Recently, in the Journal of Adolescent Health, an article appeared focusing on the link between lead poisoning and teen pregnancy. The purpose of the study was to analyze the effect of childhood lead poisoning on teen pregnancy and tobacco use. The authors of the article, Environmental Injustice: Childhood Lead Poisoning, Teen Pregnancy, and Tobacco by Sandra D. Lane, Ph.D., M.P.H et al., stated, “We hypothesize that among females, childhood lead poisoning is associated with repeat teen pregnancy and cigarette smoking.” As expected, social media took this article to mean that lead poisoning is a direct cause of teen pregnancy. This claim is a good example of the erroneous use of the terms “association” and “causation” when describing a possible outcome.
Why the confusion?
According to Webster’s Dictionary, association means: 1. the act of associating, 2. the state of being associated; while the word causation means: 1. the act of causing, 2. anything producing an effect. In simple terms, then, lead poisoning does not cause teen pregnancy but the two are associated.

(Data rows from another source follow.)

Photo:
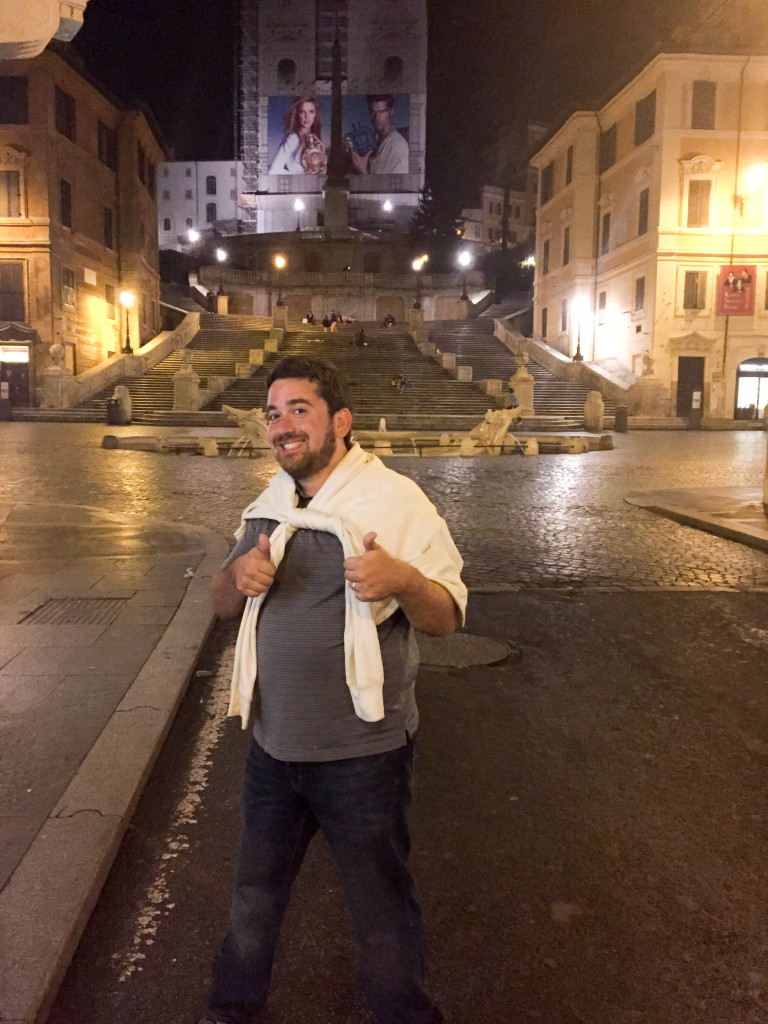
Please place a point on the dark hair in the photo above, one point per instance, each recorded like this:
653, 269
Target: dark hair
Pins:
331, 385
380, 97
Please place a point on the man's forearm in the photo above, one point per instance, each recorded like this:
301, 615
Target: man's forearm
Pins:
427, 605
227, 600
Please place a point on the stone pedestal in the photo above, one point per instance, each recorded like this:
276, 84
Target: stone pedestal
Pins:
280, 316
523, 385
594, 413
493, 385
185, 391
647, 396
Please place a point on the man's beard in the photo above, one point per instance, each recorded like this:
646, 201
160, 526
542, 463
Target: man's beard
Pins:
311, 462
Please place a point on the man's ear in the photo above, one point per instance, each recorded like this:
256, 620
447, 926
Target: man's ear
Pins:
343, 421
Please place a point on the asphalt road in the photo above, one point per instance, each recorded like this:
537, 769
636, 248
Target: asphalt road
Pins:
590, 816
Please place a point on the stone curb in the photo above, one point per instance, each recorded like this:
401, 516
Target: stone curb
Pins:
47, 901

In children ages six and under, lead poisoning negatively impacts the brain and causes permanent, long term damage. Neurotoxicity from lead poisoning affects not only cognitive capacity but the ability to plan, learn from prior experience, and creates impairments in executive functions. Dr. Lane’s article found that “experimental animal studies have demonstrated early lead exposure to be a risk for impulse control, failure to delay gratification, and an increased sensitivity to drug-seeking behavior.” These effects are irreversible.

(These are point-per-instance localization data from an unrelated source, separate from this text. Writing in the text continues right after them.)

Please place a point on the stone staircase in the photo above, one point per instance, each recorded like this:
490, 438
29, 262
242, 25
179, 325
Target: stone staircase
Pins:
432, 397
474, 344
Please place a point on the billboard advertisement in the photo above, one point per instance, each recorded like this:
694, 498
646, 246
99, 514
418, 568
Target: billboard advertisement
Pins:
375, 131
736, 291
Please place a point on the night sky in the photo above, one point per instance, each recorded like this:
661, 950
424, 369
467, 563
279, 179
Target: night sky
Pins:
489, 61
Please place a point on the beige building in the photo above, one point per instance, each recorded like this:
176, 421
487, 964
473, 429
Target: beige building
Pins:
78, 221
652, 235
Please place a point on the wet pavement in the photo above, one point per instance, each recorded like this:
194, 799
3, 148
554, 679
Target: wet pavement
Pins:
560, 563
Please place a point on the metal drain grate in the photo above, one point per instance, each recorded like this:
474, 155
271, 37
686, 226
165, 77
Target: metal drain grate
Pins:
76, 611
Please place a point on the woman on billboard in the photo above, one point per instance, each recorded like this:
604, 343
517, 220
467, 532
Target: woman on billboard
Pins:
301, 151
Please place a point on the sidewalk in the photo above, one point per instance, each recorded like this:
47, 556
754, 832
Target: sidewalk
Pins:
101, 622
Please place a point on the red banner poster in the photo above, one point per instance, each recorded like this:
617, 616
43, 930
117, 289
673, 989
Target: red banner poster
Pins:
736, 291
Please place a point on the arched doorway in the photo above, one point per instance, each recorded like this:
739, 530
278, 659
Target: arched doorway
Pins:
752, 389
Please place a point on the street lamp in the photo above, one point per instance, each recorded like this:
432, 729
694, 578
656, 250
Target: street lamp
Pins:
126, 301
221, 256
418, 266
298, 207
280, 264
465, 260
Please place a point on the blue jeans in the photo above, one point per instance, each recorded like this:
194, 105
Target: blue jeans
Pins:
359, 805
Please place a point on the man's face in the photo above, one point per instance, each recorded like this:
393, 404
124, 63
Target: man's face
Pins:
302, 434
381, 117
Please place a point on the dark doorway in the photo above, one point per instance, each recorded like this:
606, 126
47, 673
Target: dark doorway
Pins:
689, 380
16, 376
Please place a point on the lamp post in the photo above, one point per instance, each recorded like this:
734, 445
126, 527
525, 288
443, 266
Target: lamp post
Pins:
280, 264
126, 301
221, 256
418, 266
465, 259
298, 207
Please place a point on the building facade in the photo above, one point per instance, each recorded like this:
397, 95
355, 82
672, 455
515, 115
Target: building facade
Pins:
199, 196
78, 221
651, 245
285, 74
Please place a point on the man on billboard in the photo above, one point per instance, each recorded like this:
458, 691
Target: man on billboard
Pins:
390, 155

Lead poisoning and impulsive behavior can lead teens to increased tobacco smoking, drug use, and sexual promiscuity. This is an association — not a causation.
Lead poisoning disproportionally affects children of color living in poverty more than white children. The likelihood stems from children living in dilapidated buildings and homes with lead-based paint and lead exposed soil. Windowsills and doorframes coated with lead-based paint emit a powdery dust and paint chips each time they are opened and closed. Also, contributing to the situation, as found in Flint, Michigan, lead-tainted water from old corroded pipes contribute to the risk of lead poisoning in children.

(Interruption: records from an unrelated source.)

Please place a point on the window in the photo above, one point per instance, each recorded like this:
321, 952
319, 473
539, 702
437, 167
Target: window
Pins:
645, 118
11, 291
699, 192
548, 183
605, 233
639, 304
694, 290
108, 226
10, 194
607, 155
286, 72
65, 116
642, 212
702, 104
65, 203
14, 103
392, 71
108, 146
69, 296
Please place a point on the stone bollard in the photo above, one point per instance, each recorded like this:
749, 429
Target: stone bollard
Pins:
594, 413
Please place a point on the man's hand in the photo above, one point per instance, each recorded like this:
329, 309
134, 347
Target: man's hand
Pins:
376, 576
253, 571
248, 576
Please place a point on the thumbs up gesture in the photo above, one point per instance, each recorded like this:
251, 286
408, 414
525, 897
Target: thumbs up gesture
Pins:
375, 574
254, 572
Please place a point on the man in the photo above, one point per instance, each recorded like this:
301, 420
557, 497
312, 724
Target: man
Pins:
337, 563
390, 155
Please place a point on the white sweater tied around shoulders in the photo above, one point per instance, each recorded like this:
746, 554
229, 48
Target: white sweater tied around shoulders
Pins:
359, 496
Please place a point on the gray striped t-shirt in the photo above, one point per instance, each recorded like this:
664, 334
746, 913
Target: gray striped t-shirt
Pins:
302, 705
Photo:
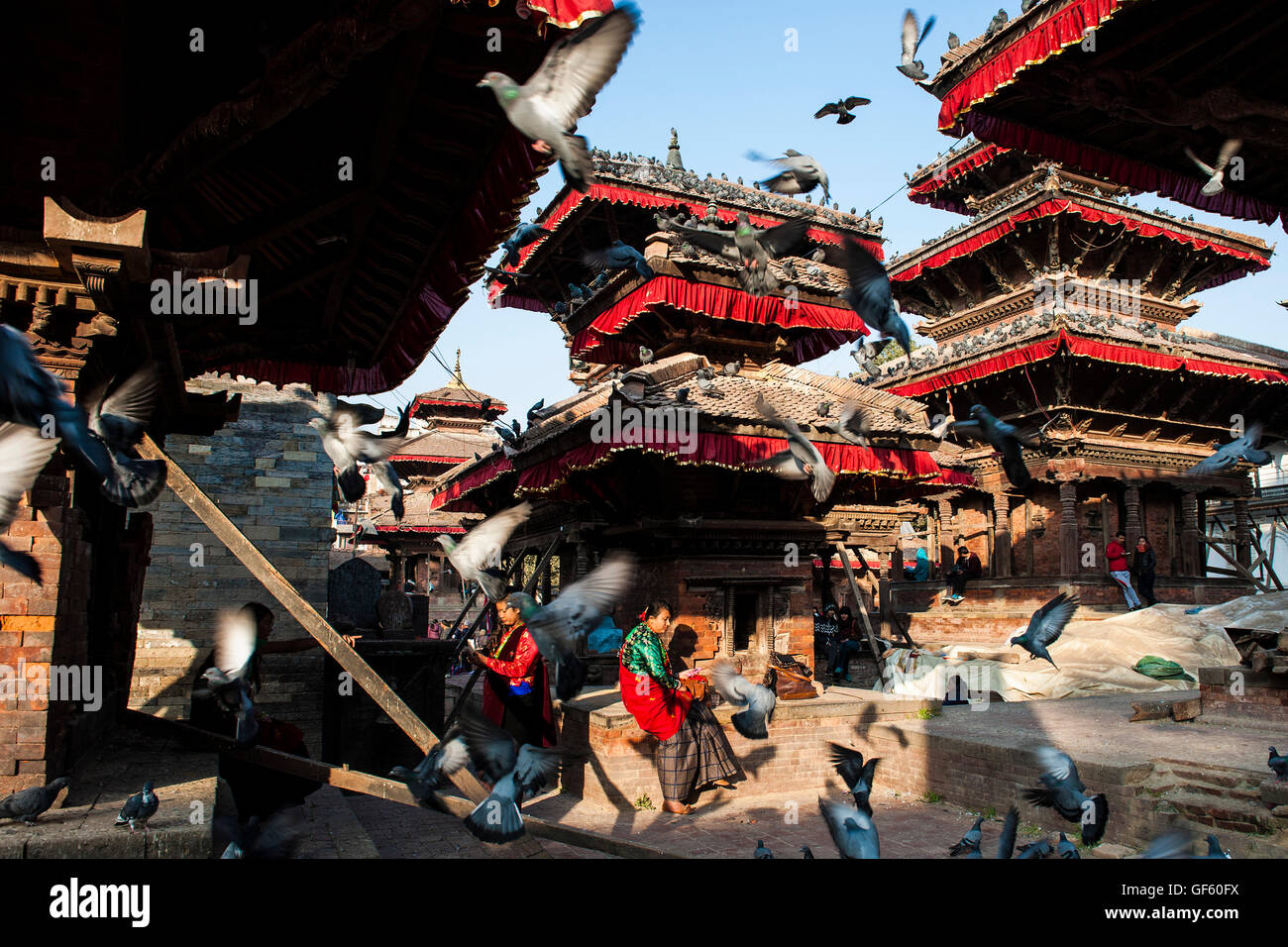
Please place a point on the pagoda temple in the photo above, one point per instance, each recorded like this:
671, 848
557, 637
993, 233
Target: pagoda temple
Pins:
1060, 305
729, 545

There are no safe levels of lead.
It’s important for the media to convey accurate reporting when it comes to lead poisoning and teen pregnancy. The link or association between lead poisoning and teen pregnancy is real but that doesn’t mean that lead poisoning causes pregnancies. It’s the unhealthy effects of lead poisoning on the brain that put children in harm’s way. The greatest lesson of Dr. Lane’s article remains that we need to continue to protect our children from being lead poisoned.